Posté le 28.04.2008 par soleildanslatete
Si l'écriture est un reflet du scripteur, l'écriture de Blaise Cendrars en dit long, non seulement sur lui, mais sur son histoire. C'est celle d'un engagé volontaire lors de la première guerre mondiale qui est combattant sur le front de la Somme et perd l'une de ses mains. La droite, ce qui pour un écrivain est le comble de l'horreur.
Résolu à ne pas rester victime du destin Cendrars fait l'apprentissage de la main gauche. Il en sort une écriture plus rude, d'une moins grande maîtrise de la main, un graphisme volontariste. On la reconnaîtra parmi tant d'autres et on lui trouvera une sorte de "charme" alors qu'elle est pathétique et finalement, sur la plan esthétique plutôt belle. La Librairie Nouvelle, destinataire de cette carte postale, était dirigée et animée par un grand amateur de livre. Il aura un rôle définitif, après la seconde guerre mondiale (dans les années 50) dans la mise en place des éditions de "club". Une sélection d'ouvrages de qualité et déjà reconnus pour justifier un tirage ajouté à l'édition originale. Un souci de donner une habillage élégant, et souvent très original au texte, l'intervention efficace des plus remarquables metteurs en page de l'époque. Ils sont aujourd'hui recherchés encore qu'il fut un temps où les bibliophiles les boudaient.

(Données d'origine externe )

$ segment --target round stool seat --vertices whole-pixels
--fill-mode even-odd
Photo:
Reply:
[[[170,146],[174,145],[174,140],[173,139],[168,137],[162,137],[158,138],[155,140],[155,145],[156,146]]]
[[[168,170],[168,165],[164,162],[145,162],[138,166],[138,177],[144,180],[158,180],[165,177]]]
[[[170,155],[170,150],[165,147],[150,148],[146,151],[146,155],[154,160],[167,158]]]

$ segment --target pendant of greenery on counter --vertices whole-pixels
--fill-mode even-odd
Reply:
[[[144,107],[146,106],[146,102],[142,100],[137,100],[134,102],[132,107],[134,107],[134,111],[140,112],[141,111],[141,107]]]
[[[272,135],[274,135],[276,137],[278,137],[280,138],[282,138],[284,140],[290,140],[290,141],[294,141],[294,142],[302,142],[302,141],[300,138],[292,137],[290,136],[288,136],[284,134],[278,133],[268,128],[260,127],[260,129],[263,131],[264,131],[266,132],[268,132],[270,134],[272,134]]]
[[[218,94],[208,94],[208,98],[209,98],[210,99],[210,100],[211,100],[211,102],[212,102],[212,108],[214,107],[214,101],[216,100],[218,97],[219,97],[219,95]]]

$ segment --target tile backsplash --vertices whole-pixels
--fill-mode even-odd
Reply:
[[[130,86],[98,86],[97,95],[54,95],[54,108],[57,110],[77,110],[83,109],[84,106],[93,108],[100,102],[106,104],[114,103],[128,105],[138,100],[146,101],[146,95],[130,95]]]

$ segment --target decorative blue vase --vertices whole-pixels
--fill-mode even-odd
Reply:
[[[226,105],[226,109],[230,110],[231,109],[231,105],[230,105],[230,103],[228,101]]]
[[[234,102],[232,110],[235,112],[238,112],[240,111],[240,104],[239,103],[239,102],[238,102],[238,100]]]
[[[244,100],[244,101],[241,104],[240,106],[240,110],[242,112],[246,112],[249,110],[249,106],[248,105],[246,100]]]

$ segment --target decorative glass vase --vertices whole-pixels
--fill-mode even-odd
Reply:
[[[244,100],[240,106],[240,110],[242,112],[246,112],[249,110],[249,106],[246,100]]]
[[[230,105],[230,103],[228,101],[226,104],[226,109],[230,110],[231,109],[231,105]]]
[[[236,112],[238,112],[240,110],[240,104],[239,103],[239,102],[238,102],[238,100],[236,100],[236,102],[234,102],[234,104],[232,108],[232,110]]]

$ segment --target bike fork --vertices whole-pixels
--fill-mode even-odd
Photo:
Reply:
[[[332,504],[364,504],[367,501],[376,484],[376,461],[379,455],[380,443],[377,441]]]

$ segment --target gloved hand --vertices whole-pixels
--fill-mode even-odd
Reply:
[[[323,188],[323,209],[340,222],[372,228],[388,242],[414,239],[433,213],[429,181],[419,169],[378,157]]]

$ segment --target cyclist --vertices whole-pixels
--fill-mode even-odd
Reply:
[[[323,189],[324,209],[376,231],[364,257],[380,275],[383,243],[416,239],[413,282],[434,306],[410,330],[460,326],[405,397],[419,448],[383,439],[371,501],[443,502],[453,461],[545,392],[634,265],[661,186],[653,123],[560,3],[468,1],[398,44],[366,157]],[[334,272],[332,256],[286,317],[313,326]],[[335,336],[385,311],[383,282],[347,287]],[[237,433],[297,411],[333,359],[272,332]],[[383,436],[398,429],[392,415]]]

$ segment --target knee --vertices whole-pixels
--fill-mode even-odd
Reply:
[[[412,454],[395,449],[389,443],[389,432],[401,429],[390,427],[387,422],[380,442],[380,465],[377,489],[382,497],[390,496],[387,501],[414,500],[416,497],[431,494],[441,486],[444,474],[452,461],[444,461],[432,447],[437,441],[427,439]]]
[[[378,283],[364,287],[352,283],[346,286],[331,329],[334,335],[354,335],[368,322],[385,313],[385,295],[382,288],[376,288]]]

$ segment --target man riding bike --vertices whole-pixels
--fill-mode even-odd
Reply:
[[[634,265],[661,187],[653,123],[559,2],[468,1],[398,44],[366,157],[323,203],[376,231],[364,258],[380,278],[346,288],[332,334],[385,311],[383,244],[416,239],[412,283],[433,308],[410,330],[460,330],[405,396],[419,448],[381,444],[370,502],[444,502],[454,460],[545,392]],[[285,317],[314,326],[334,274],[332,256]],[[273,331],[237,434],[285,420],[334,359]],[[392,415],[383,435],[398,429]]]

Posté le 28.04.2008 par soleildanslatete
Aimé Césaire descendait au 11 rue de Vaugirard, qui était alors un hôtel, juste en face du 10 où était le Soleil dans la tête, quand il venait aux sessions parlementaires, dans les années 50. A chacun de ses départs il se "débarrassait" de ses livres en les vendant au Soleil dans la tête qui voit passer les oeuvres de tous ses amis, et parmi eux René Char, Tristan Tzara. Parmi ces merveilles (livres dédicacés ) le fameux "Martinique charmeuse de serpent" écrit par André Breton (en collaboration avec André Masson) lors de leur séjour à la Martinique lors de leur "fuite" aux USA devant l'avancée allemande pendant la guerre. C'est un texte directement lié à la nature même de la Martinique, une sorte de chant glorieux et pathétique dont Aimé Césaire (ainsi que Suzanne son épouse) est alors le dédicataire. Ce ouvrage "historique" est resté dans les archives du Soleil dans la tête.
Posté le 27.04.2008 par soleildanslatete
Le chat d'Apollinaire.
Ecrivant et rêvant dans sa soupente du boulevard Saint-Germain, Guillaume Apollinaire évoquait le chat qu'il rêvait de voir, souple et câlin, se faufilant parmi les livres. Il est absent ici, mais Apollinaire est tapi dans le coeur de la bibliothèque. De fort volumes, reliés en cuir bleu, et qui respectent les fantaisies
typographiques du poète, reproduisent les beaux dessins (Picasso, Derain, Survage) qui accompagnent ses textes.
La bibliothèque est un peu un musée intime. On peut ici déchiffrer un Valentine Hugo qui offre un portrait collectif de ses amis surréalistes (Breton, Crevel, Eluard, Tzara...). Une petite peinture annyme achetée sur une brocante. Elle fait penser au douanier Rousseau, mais ne rêvons pas. Discrète, une vue du Musée Carnavalet due à une charmante demoiselle comme on en voyait en province dans les années 5O. Elle représentait la part culturelle d'un village, faisant des portraits pour gagner sa vie, et rêvait sur des images. A peine visible un dessin de la délicieuse Nelly Debray-Dancé un peu oubliée aujourd'hui, qui peignait sans prétention de beaux paysages ; une gouache coléreuse d'Antonio Saura et, en carré, une affiche lacérée recueillie par Wolf Vostell.